Troppo spesso nel cinema contemporaneo l’uso del digitale e di tutta una serie di costrutti virtuali, che dovrebbero creare “un effetto di realtà” attraverso una esteriorizzazione simulacrale, corre il rischio di mettere lo spettatore in uno stato di “libertà vigilata” ove tutto si dispone e si concentra. Inoltre l’impiego delle nuove tecnologie di frequente conduce o alla realizzazione di film che seguono stilemi e linguaggi stereotipati, senza svilupparne quindi le potenzialità, oppure ad un eccesso incoativo, a un estetismo che non ha più nulla a che vedere con la narrazione, che sollecita all’abbandono emozionale dei giochi virtuali che vengono proposti.

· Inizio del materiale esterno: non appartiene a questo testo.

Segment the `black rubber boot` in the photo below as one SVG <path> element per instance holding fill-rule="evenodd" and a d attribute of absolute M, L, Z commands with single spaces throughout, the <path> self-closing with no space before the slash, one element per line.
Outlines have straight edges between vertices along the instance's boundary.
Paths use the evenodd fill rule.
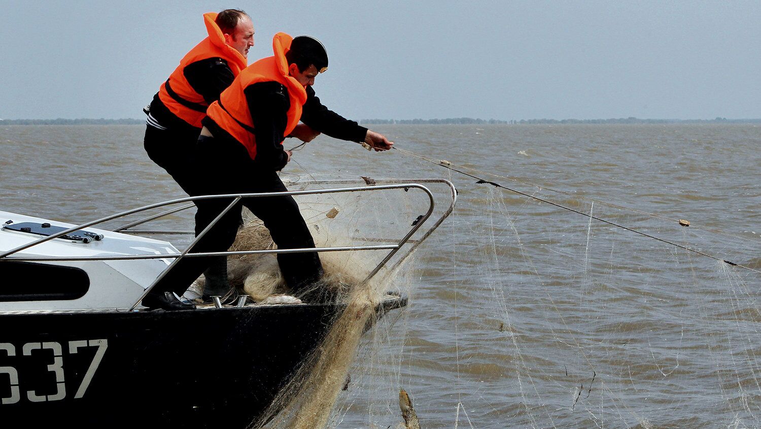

Entrambe le modalità hanno come fine di selezionare e programmare quegli aspetti che si ritengono utili alla promozione di un edonismo deteriore, ostruendo le nostre capacità elaborative, e non rendono giustizia alla peculiarità artistica filmica. Tuttavia c’è dell’altro nel panorama attuale su cui vale la pena riflettere. Ma andiamo per gradi avvalendoci del supporto della riflessione di uno dei più grandi registi e teorici del cinema.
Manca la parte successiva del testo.